It’s a tradition when thousands of people flock to the ancient site annually to mark the longest day of the year.

According to CTVnews, there are numerous theories about the purpose of Stonehenge. The design of the mysterious ring of standing stones, some of which are 30 feet high, serve as evidence of the dawn of astronomy.

English Heritage, the organization which manages the site in Wiltshire, southwestern England, had closed the site since March 18th.

The cancellation was announced through social media last month. English Heritage said: “For everyone’s safety and well-being, we’ve had to cancel this year’s summer solstice celebrations at Stonehenge. We know how special this occasion is to so many of you, and we’ll be live streaming it for free online.”

SUMMER SOLSTICE AND SOLAR ECLIPSE THIS WEEKEND

Stonehenge

What About The Solar Eclipse?

The annular solar eclipse on Sunday will only be seen by stargazers in the Eastern Hemisphere, said CNN.

This eclipse is characterized by its “ring of fire” since edges of the sun can be seen around the moon.
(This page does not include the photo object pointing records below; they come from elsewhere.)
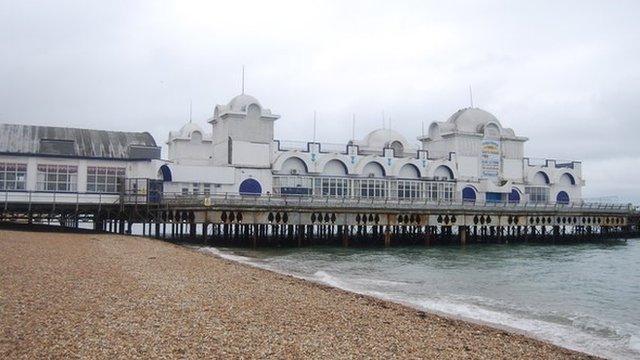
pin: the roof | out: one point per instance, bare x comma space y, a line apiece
382, 138
86, 143
471, 119
240, 102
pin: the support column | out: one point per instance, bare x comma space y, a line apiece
462, 232
387, 237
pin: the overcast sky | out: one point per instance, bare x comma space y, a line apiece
566, 74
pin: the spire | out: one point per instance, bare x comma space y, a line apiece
243, 79
314, 126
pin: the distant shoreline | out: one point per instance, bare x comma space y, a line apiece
105, 295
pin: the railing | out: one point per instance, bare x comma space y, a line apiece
271, 200
303, 145
570, 164
42, 197
233, 199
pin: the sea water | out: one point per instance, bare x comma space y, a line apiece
584, 297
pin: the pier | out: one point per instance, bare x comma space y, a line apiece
270, 220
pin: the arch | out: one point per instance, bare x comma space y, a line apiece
469, 194
253, 111
409, 171
541, 178
567, 179
443, 172
491, 131
373, 169
294, 166
398, 148
434, 131
335, 167
196, 136
562, 198
514, 196
250, 187
165, 173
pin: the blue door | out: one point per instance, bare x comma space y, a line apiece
514, 197
494, 197
250, 187
562, 198
468, 194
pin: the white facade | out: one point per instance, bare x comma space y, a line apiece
469, 157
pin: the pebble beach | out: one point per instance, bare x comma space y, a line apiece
68, 295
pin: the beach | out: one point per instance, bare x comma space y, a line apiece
112, 296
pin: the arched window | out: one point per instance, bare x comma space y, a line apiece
398, 148
253, 112
250, 187
443, 172
514, 196
468, 194
196, 136
373, 169
294, 166
562, 198
541, 178
409, 171
334, 168
164, 173
567, 179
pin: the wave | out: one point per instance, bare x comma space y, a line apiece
573, 331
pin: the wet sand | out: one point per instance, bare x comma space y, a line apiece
111, 296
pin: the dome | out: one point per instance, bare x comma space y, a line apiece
190, 127
472, 120
240, 103
381, 138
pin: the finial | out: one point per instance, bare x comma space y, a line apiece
243, 79
353, 127
314, 126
“But a total eclipse does not happen, that is the moon does not completely block out the visible disk of the sun because the moon is farther away and so its apparent size in the sky is [slightly] smaller than the sun. This means that a tiny ring of the annulus of the solar disk is visible around the moon,” he added. 

Alex Young, associate director for science in the heliophysics science division at NASA’s Goddard Space Flight Center said:

“Annular eclipses are similar to total eclipses in that the moon, Earth, and sun are aligned so that the moon moves directly in front of the Sun as viewed from Earth.”